Your Minority Status Has Changed Again



Sex Cultures
by Amin Ghaziani
Polity Books. 220 pages, $22.95


ONE OF THE DEBATES in gay and lesbian studies in the late 1980s was whether the field should stay independent or be integrated into traditional academic departments. Lesbian and gay (soon to be LGBT) scholarship was already springing up in English and French departments, but could it make inroads in history, other social sciences, and even the basic sciences? Should scholars fight for autonomous departments like Women’s Studies or Africana Studies? What might be lost in merging with mainstream academia, versus what might be gained by coaxing every discipline to take a queer perspective?

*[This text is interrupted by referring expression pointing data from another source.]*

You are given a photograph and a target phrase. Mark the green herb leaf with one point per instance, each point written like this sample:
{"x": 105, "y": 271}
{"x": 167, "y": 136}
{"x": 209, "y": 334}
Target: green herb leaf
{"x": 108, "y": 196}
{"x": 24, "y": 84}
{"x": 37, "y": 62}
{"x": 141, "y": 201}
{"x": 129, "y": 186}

Amin Ghaziani’s Sex Cultures demonstrates how to bring LGBT Studies to a broad undergraduate audience. It’s something of a Trojan horse, however. If it were adopted as a classroom text, unsuspecting freshmen signing up for an Introduction to Sociology class might think they had accidentally walked into an LGBT Studies class. Let’s hope they stay for a wide-ranging examination of cultural sociology from a gay angle, where even “heterosexuality” is looked at with a queer eye. His central thesis is that sex and sexuality are not biologically determined, but only make sense through the lens of culture. Or, as Ghaziani schematizes it: “Sex + Culture = Sexuality.”